Configuration

The Discovery Service module

When this module is opened in Netwrix Password Secure, there are no entries displayed in the Discovery Service module at the beginning. The entries need to be generated using a System tasks.

Once a System Task has been completed, the data discovered during the search is listed in a table:

NOTE: The information can be grouped together using the column editor.

Network Scan

A Discovery Service Task is used to add a new Discovery Service and is then correspondingly configured for a Network Scan. Depending on the configuration of the Network Scan, the following types are discovered:

• Service accounts
• Active Directory users
• User accounts

Configuration of a Discovery Service Task

To collect data for the Discovery Service, the Discovery Service Task needs to be correspondingly configured for a Network Scan.

General and overview

The following image shows a newly added Discovery Service Task.

1. Shows information about the Discovery Service Task.
2. In the General section, the name of the Discovery Service Task is entered (optionally with a description). The Status is always set to Activated by default but it can also be set to Deactivated in the configuration.
3. The Overview shows the activities of the Discovery Service Task: Last run: shows the date it was last run. Next run: shows the date of the next run.

Task settings

Password:

1. User name field: Type
2. Password field: Type Multiple password field —> field 1. is used.

This section is used for special entries for the Discovery Service Task. After it has been finished, the Network Scan scans the network according to these guidelines.

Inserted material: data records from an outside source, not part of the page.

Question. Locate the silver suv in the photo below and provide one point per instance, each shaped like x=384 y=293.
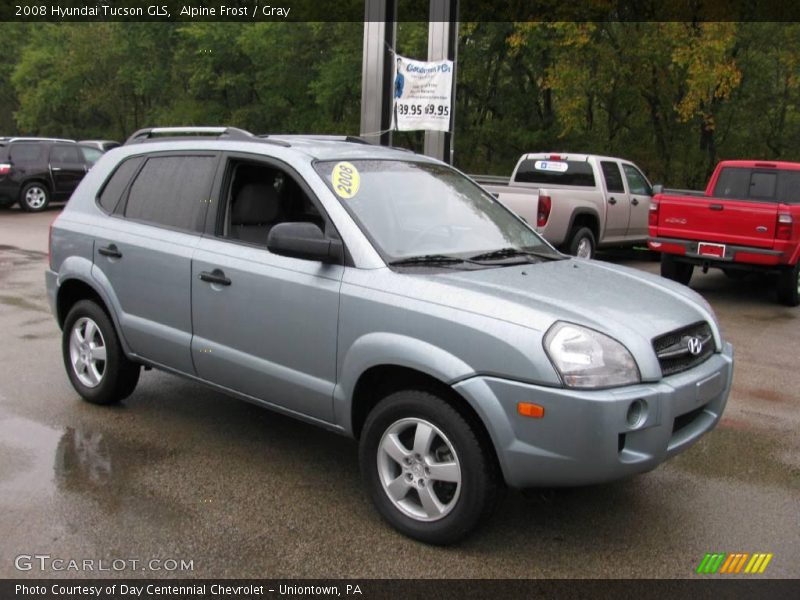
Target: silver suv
x=385 y=296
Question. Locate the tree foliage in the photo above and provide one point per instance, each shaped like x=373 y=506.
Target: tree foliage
x=674 y=97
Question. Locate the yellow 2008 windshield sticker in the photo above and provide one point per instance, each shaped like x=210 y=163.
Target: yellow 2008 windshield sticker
x=346 y=180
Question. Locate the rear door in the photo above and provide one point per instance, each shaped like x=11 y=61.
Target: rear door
x=67 y=168
x=742 y=211
x=639 y=192
x=144 y=252
x=618 y=206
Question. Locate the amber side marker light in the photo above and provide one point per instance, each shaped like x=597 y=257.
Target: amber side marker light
x=528 y=409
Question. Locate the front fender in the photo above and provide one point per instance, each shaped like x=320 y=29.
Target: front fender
x=383 y=348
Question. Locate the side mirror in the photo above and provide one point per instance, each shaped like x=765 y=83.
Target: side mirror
x=304 y=240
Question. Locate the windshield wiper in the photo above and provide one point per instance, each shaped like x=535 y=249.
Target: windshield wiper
x=427 y=259
x=511 y=252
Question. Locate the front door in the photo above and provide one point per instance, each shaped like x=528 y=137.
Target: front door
x=265 y=325
x=618 y=208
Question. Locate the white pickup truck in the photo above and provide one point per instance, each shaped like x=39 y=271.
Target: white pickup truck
x=578 y=202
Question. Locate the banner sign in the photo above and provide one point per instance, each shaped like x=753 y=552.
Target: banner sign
x=422 y=94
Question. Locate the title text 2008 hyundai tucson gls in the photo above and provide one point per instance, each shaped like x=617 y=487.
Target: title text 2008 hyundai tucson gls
x=385 y=296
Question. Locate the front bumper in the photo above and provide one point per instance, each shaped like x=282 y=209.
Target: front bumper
x=586 y=437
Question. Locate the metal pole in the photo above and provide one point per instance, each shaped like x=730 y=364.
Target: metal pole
x=380 y=32
x=443 y=44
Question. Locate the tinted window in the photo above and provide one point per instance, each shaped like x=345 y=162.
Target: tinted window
x=637 y=184
x=25 y=153
x=789 y=187
x=762 y=185
x=559 y=172
x=65 y=154
x=112 y=191
x=612 y=176
x=91 y=155
x=172 y=191
x=775 y=186
x=733 y=183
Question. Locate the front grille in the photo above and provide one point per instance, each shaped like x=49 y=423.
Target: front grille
x=672 y=349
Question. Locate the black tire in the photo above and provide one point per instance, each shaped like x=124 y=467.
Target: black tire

1. Password and Computer scan variants: The required password must already have been issued and it requires corresponding rights for the domain. Active Directory computer: Only those computers that are in Active Directory are scanned (there is also the option of using it individually or pinging the network). Ping network: A network filter for the configuration of the network is displayed.
2. Network filter: This defines the network to be scanned: either using an IP range or an IP network address. Range: The start IP address and end IP address for the range on the network are entered here Network: The network address and corresponding subnet mask for the network are entered here
3. Domain: The domain to be used for the network scan is entered here. In addition, you can select that only computers in the entered domain are scanned. A name resolution should work for this purpose.
4. Scan configuration: The Network Scan for the configuration of Active Directory is defined here. Select from either Active Directory user of services or Active Directory user. The second section defines the scan configuration for the local computer. Select from either Local user of services or Local user.

CAUTION: The system executing the scan – on which the Server Manager is installed – is not scanned!

Interval / Executing server / Tags

This section is used to enter information about the start of the task and other additional information.

1. Interval: The interval at which the Discovery Service Task should be executed is defined here. The default setting is hourly, one year after adding the Discovery Service Task. The interval can be adjusted in minutes or set to be executed only once (optionally with an end date).
2. Executing server (optional): Servers with an Server Manager can be entered here that will be used to execute the Discovery Service Task if the main server crashes. The Discovery Service Task is then automatically taken over and executed by the accessible servers on the list. The list is searched from top to bottom to find an accessible server.
3. Tags: The use of tags is described in more detail in the section Tag manager. A special tag can be entered here for the Discovery Service Task.

After the Discovery Service Task has been configured, a connection test is performed when the configuration is saved. The system then indicates whether the configuration is correct or faulty. Depending on the message, the Discovery Service Task may need to be amended.

CAUTION: The default setting for the Discovery Service Task after it has been saved is Activated! It will immediately actively scan the network for data. This data is read but not amended!